In WordPress, if I copy and paste the IP address from the comment into my search bar (top right corner), all of the comments with that unique IP address appear.  If the comments are nasty and I no longer want to see them, I can block them by going into Settings –> Discussion –> Moderation.  Then putting the IP address in the text box for “Black List”.  So if the person has ever commented before (and they probably have), you could find out.  Even if their past comments have been, “You’re pretty and you smell nice,” their IP address will give them away.

This person could hypothetically switch computers and continue to make nasty comments and that would make them certifiably crazy. Just sayin’.

Real Life Takeaway: It would be really nice if each person had a mouth IP address which you could block from ever saying something negative or nasty in real life, but sadly that does not exist.  However, I really believe that this can work in real life as well.  Unless you’re forced to be in this person’s presence regularly (like at work), you can choose to not let that person be a part of your reality.  Have a friend that gives you little jabs now and then? Stop being their friend.  You can choose whether or not to actually address the matter. That’s completely up to you.  But you don’t have to be friends or spend time with someone who constantly tears you down.  The same goes for romantic relationships.  You are the gatekeeper of the people who come into your life.  If your blog is “your castle”, how much more sacred is your real life?  This goes for negative self-talk too.  You choose the people you want in your life and you also choose the thoughts that fill your mind.
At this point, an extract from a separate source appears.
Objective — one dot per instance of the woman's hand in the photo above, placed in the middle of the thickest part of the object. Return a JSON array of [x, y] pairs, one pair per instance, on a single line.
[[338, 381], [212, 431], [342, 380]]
You make your own reality.  Now what do you want that reality to be?

4. Comment Policy

Blogging Takeaway: The lovely ladies who comprised the panel suggested that if you’re going to delete comment, you should have a comment policy that is easy to find on your blog (perhaps a side bar or on the about page?).  A good example of a comment policy can be found on J’s Everyday Fashion. I do not have a comment policy, but I think this is a good idea. I’ll definitely write one if I find myself wanting to delete comments because they’re hurtful.

Real Life Takeaway: This might sound like the second part of “you create your own reality”, because it is.  You know that friend who makes jabs at you, every once in a while or that coworker who belittles your ideas? You might not be ready to ignore their phone calls, because you’ve been through a lot together.  You might have to work with this person every day.  That doesn’t mean you have to put up with their behavior. Just like you can say, “If you put this comment on my blog, I’m going to delete it.”  You can also say, “Hey, that’s kind of disrespectful. Please do not speak to me that way.”  It’s like a comment policy for real life.

Are you a naturally positive person or do you sometimes get bogged down with negativity? 

How do you overcome negativity (in real life or otherwise)?